There was a spit of rain in the dry spring benches under the green forest, but no big water in the woods. There were a couple of ponds framing one end of the parking lot, before we started the walk with a couple of families of geese having a day out, too.


One of the peaceful ponds before we headed to the trail

The trail looked very wild. If it had not been for the marks on the trees that told us we’re still on it, we might have thought we’re not on the trail several times during our journey. There were ferns and other vegetation growing on the trail. And moss, too. Sure signs that the trail is not that busy.

We walked and walked and saw maybe 6 people in total during our two hour hike. Most people were hiking alone. A couple of teens were on a date, possibly. They hung a camping hammock between two trees away from the trail (thankfully) and they were telling each other sweet nothings.

We stopped often to wow at the trees and to take pictures. To take the life in, because every whimper of every tree, every swoosh of the ferns in the wind, every chirp of a random bird screamed life. Gentle life coming back to the world: butterflies, baby geese on the lakes, bright bugs eating leaves, lizard with no tail, halved but still alive and moving.


After the walk in the woods, we walked around the lakes and chased the geese one more time. 


Then, we took the car, and headed past random barns leaning on one side, past log cabins with darling little geranium window boxes, past old Southern homes with columns all around and deep porches with hanging fans on ceilings, past lazy cows watching their new-borns running about, chewing their lunch in approval towards another entrance of the Mayo River State Park. 

Driving around the country-side of North Carolina and Virginia, through the deep green forests, tires caressing the gentle sloping hills, and taking in the quiet, peaceful life of a people that have seen and done too much to rush is like driving through a fairy tale. 


Could be a shed, or a house, but it's poetic nonetheless

The second part of the park that we went to was right along the Mayo River proper – as peaceful and serene (besides the whining trees and the wind) as the forest was, the river was loud and screaming.

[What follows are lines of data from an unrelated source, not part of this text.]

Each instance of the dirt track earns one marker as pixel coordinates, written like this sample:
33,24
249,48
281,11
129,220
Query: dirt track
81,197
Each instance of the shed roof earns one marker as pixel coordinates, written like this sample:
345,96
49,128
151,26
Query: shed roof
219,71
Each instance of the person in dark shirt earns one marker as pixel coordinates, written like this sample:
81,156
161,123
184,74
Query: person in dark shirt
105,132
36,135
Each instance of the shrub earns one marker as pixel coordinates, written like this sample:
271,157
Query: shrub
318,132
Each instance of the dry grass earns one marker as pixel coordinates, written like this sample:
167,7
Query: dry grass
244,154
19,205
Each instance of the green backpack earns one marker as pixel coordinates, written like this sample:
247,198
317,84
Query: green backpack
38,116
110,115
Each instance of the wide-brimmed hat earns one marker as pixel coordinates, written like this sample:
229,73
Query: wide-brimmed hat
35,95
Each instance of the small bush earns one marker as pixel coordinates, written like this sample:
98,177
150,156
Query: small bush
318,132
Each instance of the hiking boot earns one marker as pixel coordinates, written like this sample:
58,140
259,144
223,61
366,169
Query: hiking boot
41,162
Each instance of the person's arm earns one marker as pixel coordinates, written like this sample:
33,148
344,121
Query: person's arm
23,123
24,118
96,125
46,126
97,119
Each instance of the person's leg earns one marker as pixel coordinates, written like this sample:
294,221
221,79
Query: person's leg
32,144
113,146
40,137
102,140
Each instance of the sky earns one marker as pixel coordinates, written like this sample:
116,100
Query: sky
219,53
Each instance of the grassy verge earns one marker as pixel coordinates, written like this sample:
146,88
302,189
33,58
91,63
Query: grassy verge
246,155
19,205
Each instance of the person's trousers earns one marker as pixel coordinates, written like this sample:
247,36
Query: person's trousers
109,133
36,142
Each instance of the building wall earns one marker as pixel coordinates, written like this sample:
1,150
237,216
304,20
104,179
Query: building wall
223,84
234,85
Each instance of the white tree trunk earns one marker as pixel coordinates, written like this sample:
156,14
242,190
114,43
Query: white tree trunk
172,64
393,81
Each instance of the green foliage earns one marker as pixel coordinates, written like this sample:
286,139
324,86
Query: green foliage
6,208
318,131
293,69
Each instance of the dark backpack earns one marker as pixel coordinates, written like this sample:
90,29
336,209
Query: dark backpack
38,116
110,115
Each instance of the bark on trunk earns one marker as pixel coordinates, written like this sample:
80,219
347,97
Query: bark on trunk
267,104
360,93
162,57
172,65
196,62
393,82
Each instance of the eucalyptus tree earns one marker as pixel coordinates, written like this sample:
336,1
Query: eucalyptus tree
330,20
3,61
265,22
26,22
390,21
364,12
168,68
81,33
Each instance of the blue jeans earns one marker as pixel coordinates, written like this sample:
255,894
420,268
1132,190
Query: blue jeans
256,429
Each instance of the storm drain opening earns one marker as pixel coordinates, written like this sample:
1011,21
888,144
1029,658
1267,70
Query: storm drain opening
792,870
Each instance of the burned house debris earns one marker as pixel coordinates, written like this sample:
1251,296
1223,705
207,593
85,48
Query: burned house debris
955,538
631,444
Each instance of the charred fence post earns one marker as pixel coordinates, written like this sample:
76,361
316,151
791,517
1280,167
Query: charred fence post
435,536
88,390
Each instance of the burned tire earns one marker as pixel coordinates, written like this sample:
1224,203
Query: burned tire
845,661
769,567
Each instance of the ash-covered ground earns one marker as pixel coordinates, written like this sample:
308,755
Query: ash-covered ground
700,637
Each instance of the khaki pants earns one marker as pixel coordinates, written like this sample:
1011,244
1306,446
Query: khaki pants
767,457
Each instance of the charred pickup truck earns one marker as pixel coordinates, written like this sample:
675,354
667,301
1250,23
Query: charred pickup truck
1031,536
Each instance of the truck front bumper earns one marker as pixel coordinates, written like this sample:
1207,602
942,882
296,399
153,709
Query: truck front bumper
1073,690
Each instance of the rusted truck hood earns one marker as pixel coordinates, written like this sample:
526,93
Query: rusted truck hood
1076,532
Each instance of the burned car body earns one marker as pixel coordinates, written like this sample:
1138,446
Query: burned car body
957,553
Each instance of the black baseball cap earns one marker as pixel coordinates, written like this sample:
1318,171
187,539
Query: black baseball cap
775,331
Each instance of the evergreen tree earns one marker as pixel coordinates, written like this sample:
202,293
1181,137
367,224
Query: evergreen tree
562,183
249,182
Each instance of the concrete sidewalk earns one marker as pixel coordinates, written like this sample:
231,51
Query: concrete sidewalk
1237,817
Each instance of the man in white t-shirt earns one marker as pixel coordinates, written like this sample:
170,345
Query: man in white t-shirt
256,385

Swallows were dive-bombing into the water, barely touching it with a wing. The current and rapids were too massive for any fish to swim about and not smash against the huge river rock. The roar was deafening.


After a 20 minute or so break for more nature watching and picture taking, we headed back home. I felt like we at the very least spent one night away from home! I felt like we headed up there at least 24 hours before. The richness of another place filled my voided soul with so much beauty and freshness.

I am so grateful we are well enough to travel, even for a day, and we live in a place so beautiful (really, the whole world is, if you look for it!) that allows us to take it in in a few hours (or less) so close to home. For half of a day, we did not stare at a screen, we did not read one piece of bad news, we did not eat uselessly for the fourth time in an hour. For half of a glorious, chilly, bright, windy May day, we renewed our breath and our retinas. We took in almost no people, either: only nature, clean air and promise of life eventually winning …


Swallows swooning into the Mayo River.